Objective: To explore relationships between body mass index (BMI, kg/m2) and indicators of health and well-being in young Australian women.
Design: Population based cohort study--baseline cross sectional data.
Subjects: 14,779 women aged 18-23 who participated in the baseline survey of the Australian Longitudinal Study on Women's Health in 1996.
Measurements: Self-reported height, weight, medical conditions, symptoms and SF-36.
Results: The majority of women (68%) had a BMI in the range 18.5- <25; 12% had a BMI <18.5; 14% had a BMI in the range 25- <30 and 6% had a BMI > or =30. After adjustment for area of residence, age, education, smoking and exercise, women in the highest BMI category (> or =30) were more likely to report hypertension, asthma, headaches, back pain, sleeping difficulties, irregular periods, and more visits to their medical practitioner. They were also more likely to have given birth at least once, and less likely to report 'low iron'. Women with low BMI (<18.5) were more likely to report irregular periods and 'low iron'. Mean scores on the SF-36 sub-scales for physical functioning, general health and vitality were highest for women with BMI in the range 18.5-25.

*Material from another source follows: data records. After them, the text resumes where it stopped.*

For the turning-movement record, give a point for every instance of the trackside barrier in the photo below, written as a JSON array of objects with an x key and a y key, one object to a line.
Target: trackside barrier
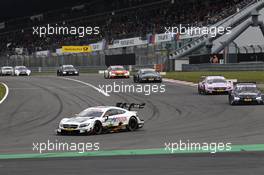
[{"x": 224, "y": 67}]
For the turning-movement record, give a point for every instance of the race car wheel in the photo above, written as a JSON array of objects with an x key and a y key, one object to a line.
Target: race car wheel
[
  {"x": 98, "y": 128},
  {"x": 135, "y": 79},
  {"x": 231, "y": 102},
  {"x": 132, "y": 124},
  {"x": 199, "y": 91}
]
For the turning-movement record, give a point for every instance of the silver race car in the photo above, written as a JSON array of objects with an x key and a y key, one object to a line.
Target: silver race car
[{"x": 103, "y": 119}]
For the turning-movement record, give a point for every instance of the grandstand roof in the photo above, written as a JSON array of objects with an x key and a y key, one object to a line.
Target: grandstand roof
[{"x": 20, "y": 8}]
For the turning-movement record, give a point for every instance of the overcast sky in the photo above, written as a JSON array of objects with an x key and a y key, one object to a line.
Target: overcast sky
[{"x": 19, "y": 8}]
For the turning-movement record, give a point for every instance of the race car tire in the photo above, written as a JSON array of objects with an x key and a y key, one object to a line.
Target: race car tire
[
  {"x": 199, "y": 91},
  {"x": 98, "y": 128},
  {"x": 231, "y": 102},
  {"x": 132, "y": 124},
  {"x": 135, "y": 80}
]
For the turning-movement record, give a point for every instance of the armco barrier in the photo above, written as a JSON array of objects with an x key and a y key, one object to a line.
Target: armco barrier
[{"x": 259, "y": 66}]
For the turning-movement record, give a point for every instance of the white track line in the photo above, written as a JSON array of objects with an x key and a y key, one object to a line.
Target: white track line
[
  {"x": 88, "y": 84},
  {"x": 186, "y": 83},
  {"x": 6, "y": 94}
]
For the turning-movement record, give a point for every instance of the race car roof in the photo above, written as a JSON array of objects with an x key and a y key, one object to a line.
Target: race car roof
[
  {"x": 104, "y": 108},
  {"x": 215, "y": 77}
]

Conclusion: Acknowledging the limits of the cross-sectional nature of the data, the results show that the deleterious effects of overweight can be seen at a comparatively young age, and that BMI <25 is associated with fewer indicators of morbidity in young women. However, as BMI <18.5 is associated with low iron and irregular periods, care should be taken when developing strategies to prevent overweight in young women, not to encourage women with healthy weight to strive for a lower BMI.